After finishing his studies as an orthoprosthetic technician, Martin Kaufmann began working “with humans” in different clinics in the American Midwest. But it wasn’t until his cousin’s dog suffered a stroke, and the subsequent loss of mobility of one of his paws, that he realized how limited the options were to cure an injury that he was fed up with treating in humans.
“I was surprised to hear veterinarians consider complete limb amputation,” Kaufmann says. “It was that that led me to ask the most obvious question: why don’t our favorite quadrupeds enjoy the same access to prosthetics?”
Human prostheses have been common for centuries, but until recently the only options available for animals with total or partial loss of their limbs were euthanasia or complete amputation. Kaufmann was able to verify that most veterinarians did not even consider prostheses as an option; that was simply not part of the educational baggage.
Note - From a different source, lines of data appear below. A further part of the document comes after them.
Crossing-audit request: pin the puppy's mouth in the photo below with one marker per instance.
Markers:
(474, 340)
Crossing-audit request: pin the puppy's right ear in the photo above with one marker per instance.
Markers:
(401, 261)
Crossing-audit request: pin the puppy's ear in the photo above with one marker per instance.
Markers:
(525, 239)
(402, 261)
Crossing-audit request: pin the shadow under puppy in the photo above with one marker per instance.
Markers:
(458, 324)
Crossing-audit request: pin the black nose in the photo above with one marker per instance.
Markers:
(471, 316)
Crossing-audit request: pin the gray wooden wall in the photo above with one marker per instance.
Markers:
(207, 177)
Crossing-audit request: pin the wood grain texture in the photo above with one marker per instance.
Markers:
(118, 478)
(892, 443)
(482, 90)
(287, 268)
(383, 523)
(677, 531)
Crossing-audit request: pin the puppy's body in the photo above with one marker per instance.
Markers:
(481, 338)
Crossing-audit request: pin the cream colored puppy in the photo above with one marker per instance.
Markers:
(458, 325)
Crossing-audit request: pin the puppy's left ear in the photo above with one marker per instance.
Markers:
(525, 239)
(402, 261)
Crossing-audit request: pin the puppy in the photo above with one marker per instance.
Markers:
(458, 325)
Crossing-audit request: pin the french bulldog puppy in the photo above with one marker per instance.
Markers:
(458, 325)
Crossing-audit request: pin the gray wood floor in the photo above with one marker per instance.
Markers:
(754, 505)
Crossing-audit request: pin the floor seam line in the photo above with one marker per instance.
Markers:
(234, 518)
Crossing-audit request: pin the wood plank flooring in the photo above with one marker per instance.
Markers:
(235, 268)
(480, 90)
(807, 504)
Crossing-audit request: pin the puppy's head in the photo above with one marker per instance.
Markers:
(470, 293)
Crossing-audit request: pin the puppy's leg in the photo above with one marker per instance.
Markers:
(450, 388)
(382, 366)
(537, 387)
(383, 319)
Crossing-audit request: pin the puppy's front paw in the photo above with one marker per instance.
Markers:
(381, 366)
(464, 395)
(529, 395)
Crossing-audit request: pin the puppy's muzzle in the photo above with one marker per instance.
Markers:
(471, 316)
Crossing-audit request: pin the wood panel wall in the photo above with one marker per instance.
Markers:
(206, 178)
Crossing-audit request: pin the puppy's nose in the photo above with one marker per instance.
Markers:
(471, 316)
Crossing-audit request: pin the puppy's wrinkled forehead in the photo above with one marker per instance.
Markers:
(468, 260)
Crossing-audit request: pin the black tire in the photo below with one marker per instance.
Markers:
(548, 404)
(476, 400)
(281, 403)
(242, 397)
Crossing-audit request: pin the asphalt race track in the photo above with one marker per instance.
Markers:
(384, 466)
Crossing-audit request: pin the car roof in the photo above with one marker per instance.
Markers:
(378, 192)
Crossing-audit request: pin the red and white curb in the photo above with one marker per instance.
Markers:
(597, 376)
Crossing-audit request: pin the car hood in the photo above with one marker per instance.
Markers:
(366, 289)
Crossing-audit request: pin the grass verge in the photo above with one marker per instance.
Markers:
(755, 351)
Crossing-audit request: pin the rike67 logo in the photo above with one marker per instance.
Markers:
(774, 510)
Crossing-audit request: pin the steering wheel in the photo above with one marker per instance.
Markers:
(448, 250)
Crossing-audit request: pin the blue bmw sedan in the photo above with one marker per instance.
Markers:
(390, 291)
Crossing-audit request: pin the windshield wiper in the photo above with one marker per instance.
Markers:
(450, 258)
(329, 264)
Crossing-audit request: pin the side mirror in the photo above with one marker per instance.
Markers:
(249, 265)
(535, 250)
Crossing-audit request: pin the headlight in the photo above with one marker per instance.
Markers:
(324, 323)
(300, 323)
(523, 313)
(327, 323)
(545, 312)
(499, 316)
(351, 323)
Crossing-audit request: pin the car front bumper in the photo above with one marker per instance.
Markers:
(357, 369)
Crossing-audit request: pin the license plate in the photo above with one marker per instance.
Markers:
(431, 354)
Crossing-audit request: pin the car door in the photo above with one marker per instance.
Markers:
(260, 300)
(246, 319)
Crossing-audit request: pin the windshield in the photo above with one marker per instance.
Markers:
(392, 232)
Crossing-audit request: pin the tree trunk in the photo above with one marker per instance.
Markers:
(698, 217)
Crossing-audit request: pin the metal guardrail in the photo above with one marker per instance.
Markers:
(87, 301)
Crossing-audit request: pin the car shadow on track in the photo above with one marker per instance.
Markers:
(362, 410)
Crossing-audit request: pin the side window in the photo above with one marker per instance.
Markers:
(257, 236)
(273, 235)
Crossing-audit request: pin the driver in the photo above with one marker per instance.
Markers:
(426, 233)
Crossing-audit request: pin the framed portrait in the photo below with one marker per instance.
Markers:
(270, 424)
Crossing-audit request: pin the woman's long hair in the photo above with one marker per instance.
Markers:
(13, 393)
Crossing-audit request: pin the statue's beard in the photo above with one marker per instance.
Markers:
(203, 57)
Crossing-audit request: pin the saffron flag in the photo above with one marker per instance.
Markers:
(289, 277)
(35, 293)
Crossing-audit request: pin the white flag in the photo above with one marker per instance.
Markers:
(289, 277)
“Unlike in the case of surgeons and doctors, that was not part of any training module,” he says. “No one had published any studies explaining that dogs could use prostheses.”
This lack of data is a problem. There are very few researchers dedicated to animal prostheses and not enough published studies to ensure that animals could, or in what cases, benefit from the use of a prosthesis. Not even to say for sure that the prostheses would not cause them any harm.
One of the main points of debate is to clarify, once and for all, whether a prosthesis hinders or helps those animals that have lost a single leg. A dog with three legs, when playing in the park, may very well appear happy — which doesn’t mean it’s not facing a challenge, Kaufmann says. “Only the cardiovascular endurance needed to carry out the simplest or most trivial activities is already enormous,” not to mention the possibility of causing new injuries.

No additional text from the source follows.